Michael Hobbs
- Born: Michael Joseph Deans Hobbs 18 October 1987 (age 38) Wellington, New Zealand
- Height: 1.87 m (6 ft 1+1⁄2 in)
- Weight: 92 kg (203 lb)
- School: Wellington College
- University: Victoria University of Wellington; University of Texas at Austin;
- Notable relatives: Jock Hobbs (father); Robbie Deans (uncle); Bruce Deans (uncle); Bob Deans (great-great-uncle);

Rugby union career
- Position(s): First five-eighth Inside centre

Senior career
- Years: Team / Apps / (Points)
- 2007: Melbourne Rebels / 8 / (0)
- 2013: Panasonic Wild Knights / 7 / (5)
- 2014 – 2016: NTT DoCoMo Red Hurricanes
- Correct as of 19 January 2015

Provincial / State sides
- Years: Team / Apps / (Points)
- 2008, 2011: Wellington / 18 / (23)
- 2012: North Harbour / 4 / (2)
- Correct as of 13 October 2012

Super Rugby
- Years: Team / Apps / (Points)
- 2009, 2012: Blues / 24 / (28)
- 2010: Highlanders / 7 / (31)
- Correct as of 25 July 2012

= Michael Hobbs (rugby union) =

Michael Joseph Deans Hobbs (born 18 October 1987) is a retired professional rugby union player. Hobbs previously played for the Blues and Highlanders in the Super Rugby competition. He also played for the Wellington Lions in the Air New Zealand Cup. His playing positions are First Five-Eighth and Inside Centre.

==Personal life==
Hobbs was born in Wellington, New Zealand and was Head Boy at Wellington College in 2005. He is the son of former All Black Captain and NZ Rugby chairman Jock Hobbs and the nephew of former All Black fullback and Australian rugby union coach Robbie Deans.

==Career==
Hobbs represented both New Zealand Schools and New Zealand Under-19s before moving to Brisbane, Australia to undertake study at the University of Queensland. He debuted for the Lions in the 2008 season after spending the two previous years contracted to the Queensland Reds Rugby Academy. He also had a stint with the Melbourne Rebels in the inaugural Australian Rugby Championship season. He went on to be drafted by the Blues for the 2009 Super 14 season.

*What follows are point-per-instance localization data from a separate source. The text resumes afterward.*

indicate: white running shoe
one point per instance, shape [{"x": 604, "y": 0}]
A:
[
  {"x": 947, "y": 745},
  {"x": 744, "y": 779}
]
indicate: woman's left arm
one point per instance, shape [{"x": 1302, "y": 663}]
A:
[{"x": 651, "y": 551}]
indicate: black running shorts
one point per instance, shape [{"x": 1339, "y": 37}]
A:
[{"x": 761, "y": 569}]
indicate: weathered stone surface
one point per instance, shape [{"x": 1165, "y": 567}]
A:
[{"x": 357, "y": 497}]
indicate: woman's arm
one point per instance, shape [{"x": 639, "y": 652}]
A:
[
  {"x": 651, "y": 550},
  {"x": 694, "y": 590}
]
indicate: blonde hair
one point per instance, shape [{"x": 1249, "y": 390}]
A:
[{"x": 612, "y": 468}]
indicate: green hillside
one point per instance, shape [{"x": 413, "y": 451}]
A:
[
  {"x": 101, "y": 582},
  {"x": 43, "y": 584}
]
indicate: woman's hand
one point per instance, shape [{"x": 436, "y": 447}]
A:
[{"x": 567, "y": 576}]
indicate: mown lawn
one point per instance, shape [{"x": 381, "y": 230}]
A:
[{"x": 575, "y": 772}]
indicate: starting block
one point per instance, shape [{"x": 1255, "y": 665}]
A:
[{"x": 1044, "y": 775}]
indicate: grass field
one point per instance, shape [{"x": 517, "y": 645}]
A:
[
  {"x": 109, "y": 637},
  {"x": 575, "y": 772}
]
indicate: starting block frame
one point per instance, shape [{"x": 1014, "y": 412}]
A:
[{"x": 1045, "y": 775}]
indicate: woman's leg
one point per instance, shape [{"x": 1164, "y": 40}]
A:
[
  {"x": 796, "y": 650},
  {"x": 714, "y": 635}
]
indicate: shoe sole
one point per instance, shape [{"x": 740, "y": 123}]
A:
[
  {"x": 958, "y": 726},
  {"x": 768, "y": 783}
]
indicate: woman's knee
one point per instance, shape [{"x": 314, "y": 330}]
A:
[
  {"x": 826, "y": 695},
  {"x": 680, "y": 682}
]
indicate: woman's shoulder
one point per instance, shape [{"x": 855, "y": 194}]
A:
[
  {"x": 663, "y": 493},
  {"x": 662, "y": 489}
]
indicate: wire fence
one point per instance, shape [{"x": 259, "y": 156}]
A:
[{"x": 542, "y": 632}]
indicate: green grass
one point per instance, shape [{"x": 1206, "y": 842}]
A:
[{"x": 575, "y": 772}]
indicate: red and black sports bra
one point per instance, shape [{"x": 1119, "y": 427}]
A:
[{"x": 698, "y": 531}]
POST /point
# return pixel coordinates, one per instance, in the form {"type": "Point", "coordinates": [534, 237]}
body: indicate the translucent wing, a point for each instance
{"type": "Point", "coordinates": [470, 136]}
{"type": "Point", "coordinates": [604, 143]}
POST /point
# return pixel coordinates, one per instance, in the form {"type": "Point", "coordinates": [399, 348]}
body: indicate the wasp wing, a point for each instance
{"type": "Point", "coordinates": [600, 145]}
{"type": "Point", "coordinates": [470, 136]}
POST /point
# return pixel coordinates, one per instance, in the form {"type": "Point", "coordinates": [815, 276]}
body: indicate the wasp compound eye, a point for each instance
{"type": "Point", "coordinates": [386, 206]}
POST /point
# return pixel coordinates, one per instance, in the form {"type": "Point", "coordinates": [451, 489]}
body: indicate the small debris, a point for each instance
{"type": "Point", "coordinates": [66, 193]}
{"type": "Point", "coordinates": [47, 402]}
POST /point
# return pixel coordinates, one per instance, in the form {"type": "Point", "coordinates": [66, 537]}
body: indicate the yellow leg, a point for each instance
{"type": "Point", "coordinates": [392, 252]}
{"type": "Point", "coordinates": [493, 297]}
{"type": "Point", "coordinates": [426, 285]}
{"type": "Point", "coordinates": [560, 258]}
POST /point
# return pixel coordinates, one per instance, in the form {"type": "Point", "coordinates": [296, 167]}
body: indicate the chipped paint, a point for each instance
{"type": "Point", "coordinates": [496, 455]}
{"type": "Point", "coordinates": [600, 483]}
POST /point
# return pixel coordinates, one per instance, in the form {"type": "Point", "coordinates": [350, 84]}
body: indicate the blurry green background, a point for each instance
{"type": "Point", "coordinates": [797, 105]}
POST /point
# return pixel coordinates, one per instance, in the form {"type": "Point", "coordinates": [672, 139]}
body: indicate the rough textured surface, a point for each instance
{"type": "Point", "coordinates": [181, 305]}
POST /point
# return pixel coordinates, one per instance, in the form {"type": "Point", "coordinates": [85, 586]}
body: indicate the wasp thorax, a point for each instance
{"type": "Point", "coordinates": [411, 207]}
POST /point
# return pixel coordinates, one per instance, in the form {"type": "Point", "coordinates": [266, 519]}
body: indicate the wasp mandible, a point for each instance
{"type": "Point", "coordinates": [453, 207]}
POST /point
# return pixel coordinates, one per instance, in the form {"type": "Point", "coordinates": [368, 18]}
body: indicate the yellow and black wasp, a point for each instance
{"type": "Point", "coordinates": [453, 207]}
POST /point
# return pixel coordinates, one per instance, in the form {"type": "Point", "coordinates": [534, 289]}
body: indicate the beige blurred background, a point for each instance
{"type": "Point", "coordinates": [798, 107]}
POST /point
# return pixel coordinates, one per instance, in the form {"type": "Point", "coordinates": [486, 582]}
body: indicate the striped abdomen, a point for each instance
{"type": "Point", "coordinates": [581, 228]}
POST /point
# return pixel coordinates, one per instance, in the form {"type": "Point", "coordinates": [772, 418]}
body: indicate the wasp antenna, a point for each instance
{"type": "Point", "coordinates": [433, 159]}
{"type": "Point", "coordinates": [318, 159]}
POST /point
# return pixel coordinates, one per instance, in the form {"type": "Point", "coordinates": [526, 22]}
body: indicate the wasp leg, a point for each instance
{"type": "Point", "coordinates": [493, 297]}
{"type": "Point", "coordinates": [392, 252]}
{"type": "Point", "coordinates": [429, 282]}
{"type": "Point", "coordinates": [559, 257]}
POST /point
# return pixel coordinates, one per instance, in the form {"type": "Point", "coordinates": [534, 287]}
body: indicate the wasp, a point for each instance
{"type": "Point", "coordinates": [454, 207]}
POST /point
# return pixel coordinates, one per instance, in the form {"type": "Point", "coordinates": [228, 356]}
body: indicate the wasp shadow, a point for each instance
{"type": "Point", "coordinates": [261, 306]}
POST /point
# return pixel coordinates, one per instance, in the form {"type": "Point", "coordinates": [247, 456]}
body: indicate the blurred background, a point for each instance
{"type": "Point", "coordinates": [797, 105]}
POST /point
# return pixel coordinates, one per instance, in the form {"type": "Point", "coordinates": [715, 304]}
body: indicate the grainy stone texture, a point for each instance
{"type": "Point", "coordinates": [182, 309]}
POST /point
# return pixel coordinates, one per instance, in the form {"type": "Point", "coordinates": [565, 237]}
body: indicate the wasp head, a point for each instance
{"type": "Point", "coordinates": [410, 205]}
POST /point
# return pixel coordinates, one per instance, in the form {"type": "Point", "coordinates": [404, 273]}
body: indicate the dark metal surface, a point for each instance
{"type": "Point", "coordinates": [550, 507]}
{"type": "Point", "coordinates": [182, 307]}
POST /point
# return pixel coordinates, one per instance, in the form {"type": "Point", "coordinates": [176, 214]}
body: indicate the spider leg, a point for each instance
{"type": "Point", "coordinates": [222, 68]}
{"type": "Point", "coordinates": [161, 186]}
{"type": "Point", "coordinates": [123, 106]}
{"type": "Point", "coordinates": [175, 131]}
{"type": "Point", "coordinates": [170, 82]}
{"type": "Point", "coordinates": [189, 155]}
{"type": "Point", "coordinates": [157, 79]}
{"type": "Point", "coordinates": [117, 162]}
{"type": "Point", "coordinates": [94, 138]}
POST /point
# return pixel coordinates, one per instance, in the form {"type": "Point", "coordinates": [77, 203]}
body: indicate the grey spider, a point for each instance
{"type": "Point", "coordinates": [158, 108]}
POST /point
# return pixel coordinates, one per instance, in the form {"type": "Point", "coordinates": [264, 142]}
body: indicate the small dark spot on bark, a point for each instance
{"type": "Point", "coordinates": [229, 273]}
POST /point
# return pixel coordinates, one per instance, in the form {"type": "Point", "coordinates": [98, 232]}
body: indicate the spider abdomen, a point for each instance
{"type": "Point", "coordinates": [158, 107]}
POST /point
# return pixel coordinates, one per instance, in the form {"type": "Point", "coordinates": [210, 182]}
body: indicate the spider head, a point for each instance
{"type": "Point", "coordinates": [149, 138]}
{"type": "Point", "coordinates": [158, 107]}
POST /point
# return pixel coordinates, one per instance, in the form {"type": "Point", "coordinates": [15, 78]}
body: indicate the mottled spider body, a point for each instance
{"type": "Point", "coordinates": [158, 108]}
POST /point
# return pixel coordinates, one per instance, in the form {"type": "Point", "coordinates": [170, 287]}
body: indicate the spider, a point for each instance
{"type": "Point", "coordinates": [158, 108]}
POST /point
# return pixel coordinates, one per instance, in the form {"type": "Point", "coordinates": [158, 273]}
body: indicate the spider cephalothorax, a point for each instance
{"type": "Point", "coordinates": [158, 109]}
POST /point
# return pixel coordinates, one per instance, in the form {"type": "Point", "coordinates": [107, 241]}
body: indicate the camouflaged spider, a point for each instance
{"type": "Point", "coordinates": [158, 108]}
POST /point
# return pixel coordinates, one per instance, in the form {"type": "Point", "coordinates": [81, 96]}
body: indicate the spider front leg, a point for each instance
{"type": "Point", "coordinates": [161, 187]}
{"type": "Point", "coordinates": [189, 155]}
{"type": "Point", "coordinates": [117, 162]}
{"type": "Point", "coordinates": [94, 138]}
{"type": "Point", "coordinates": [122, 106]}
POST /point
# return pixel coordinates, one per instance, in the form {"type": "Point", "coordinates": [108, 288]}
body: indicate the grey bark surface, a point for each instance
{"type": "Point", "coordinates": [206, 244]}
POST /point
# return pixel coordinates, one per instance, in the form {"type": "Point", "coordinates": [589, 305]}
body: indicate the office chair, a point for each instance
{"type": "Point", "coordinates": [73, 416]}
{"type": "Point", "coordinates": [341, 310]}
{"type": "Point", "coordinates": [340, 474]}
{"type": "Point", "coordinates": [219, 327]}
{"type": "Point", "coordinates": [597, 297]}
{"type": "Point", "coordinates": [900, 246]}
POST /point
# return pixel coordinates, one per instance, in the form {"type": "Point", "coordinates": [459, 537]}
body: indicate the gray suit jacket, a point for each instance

After starting the 2010 Super rugby season by scoring four tries in the first three games, Hobbs suffered a fractured vertebra in his back and underwent spine surgery in Los Angeles.
He studied at the University of Texas at Austin on exchange while he completed his rehab.

In 2011, Hobbs re-signed with the Blues and NZRU for two more years.

During the 2012 Super rugby season, Hobbs's father Jock died after a long battle with leukaemia. The 2012 ITM Cup saw Hobbs move north from Wellington to North Harbour. He played the first 3 matches before limping out of the Counties match early with ankle damage. Hobbs returned to the side for their final game against Tasman. At the end of the season he was granted an early release from his NZRU contract to take some time away from rugby.

In March 2013, Hobbs signed a one-year deal with the Panasonic Wild Knights in the Japan Top League. Panasonic won both the Japan Top League and Japan Cup championships in the 2013/14 season. At the completion of his contract with Panasonic, Hobbs signed with the NTT DoCoMo Red Hurricanes to remain in Japan for another two seasons.

After helping guide the NTT DoCoMo Red Hurricanes to their first ever win in the Japan Cup wildcard playoffs during the 2014/15 season, Hobbs was unable to take the field in the 2015/16 season due to undergoing shoulder surgery.

In 2016, Hobbs announced that he was taking a break from rugby to study for an MBA at Stanford University.